Pointing his finger at members of Congress and dignitaries like Brookings’ analysts Michael O’Hanlon and Kenneth Pollack, who make brief sojourns to Iraq and then return with “bold pronouncements of ‘what I saw’ at the front,” former Washington Post Baghdad correspondent Jonathan Finer warns today that “those who pass quickly through the war zone should stop ascribing their epiphanies to what are largely ceremonial visits“:
As Washington anticipates a September report assessing the troop surge, there is good reason to be skeptical of such snapshot accounts.
A dizzying number of dignitaries have passed through Baghdad for high-level briefings. The Hill newspaper reported this month that 76 U.S. senators have traveled to Iraq during the war, 38 in the past 12 months. Most never left the Green Zone or other well-protected enclaves. Few, if any, changed the views they held before arriving. [...]
Those who visit Iraq undertake significant risks, which are inherent in traveling to Baghdad, no matter who’s providing their security. Policymakers should be commended for refusing to blindly trust accounts from diplomats, soldiers or journalists. But it’s worth remembering what these visits are and what they are not. Prescient insights rarely emerge from a few days in-country behind the blast walls. [...]

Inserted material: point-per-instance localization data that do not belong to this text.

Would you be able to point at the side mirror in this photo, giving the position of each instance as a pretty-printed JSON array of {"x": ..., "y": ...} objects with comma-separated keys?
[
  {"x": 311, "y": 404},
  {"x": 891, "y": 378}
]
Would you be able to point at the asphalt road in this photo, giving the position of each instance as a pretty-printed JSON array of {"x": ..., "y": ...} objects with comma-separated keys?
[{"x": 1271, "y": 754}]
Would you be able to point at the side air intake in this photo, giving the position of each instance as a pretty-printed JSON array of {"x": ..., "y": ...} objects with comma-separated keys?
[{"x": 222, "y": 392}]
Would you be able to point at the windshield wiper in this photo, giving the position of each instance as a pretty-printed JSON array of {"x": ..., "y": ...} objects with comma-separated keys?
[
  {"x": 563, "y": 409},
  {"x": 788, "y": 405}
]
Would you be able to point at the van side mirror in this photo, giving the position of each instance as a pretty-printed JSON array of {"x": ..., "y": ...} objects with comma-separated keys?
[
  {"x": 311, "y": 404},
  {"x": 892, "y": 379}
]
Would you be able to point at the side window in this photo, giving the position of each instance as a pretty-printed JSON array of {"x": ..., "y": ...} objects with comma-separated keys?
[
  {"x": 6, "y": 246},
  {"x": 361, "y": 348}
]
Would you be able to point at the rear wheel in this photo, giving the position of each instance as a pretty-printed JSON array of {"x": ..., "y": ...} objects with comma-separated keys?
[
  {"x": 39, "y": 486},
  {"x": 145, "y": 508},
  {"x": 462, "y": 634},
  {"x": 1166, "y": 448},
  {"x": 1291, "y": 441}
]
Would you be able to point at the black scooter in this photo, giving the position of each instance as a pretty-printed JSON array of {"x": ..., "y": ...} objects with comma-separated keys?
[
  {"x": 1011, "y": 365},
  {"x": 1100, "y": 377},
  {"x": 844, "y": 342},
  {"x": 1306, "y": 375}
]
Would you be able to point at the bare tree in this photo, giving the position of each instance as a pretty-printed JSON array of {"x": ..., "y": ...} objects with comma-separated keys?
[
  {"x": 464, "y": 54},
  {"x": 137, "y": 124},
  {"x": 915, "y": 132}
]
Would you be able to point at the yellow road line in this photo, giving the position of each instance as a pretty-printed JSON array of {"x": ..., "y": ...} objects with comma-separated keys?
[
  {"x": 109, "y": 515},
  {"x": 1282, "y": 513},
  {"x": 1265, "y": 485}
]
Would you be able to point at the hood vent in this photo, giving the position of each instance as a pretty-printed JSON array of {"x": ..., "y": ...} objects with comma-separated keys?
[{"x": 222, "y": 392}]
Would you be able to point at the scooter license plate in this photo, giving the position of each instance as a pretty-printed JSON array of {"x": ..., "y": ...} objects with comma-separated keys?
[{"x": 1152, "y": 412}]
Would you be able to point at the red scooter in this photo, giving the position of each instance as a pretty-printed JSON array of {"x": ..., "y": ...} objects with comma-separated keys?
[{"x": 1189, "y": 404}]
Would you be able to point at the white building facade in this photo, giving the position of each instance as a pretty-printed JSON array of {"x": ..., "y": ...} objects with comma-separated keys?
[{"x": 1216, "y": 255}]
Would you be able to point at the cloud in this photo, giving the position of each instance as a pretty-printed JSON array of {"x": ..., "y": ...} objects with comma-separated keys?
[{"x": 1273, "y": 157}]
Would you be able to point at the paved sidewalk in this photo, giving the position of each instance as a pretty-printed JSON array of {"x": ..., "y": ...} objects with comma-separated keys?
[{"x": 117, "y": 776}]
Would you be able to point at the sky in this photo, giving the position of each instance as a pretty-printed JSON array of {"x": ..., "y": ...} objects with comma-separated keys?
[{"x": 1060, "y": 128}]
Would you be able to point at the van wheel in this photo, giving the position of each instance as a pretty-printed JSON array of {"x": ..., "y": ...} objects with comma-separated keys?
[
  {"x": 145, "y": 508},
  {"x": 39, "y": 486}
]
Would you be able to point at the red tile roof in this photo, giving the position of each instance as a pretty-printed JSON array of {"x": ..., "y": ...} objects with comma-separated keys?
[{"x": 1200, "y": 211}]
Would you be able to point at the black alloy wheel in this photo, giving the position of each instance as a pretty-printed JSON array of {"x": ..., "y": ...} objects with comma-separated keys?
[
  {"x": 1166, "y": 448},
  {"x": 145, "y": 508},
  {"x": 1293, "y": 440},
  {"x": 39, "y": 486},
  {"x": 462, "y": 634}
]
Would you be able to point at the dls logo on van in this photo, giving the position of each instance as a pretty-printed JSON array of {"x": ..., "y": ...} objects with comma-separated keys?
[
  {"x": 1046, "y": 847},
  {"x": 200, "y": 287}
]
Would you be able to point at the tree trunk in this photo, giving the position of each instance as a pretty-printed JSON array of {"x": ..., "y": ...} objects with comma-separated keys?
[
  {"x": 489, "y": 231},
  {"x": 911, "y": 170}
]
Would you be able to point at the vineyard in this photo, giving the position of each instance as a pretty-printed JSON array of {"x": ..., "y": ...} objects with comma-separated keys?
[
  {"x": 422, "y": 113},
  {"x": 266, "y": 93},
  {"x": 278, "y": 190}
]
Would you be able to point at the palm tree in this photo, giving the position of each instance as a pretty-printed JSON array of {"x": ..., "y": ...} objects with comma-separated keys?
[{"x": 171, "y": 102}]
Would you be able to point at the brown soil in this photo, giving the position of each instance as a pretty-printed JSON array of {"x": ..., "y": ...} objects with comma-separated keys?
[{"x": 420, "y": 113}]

It goes without saying that everyone can, and in this country should, have an opinion about the war, no matter how much time the person has spent in Iraq, if any. But having left a year ago, I’ve stopped pretending to those who ask that I have a keen sense of what it’s like on the ground today. Similarly, those who pass quickly through the war zone should stop ascribing their epiphanies to what are largely ceremonial visits.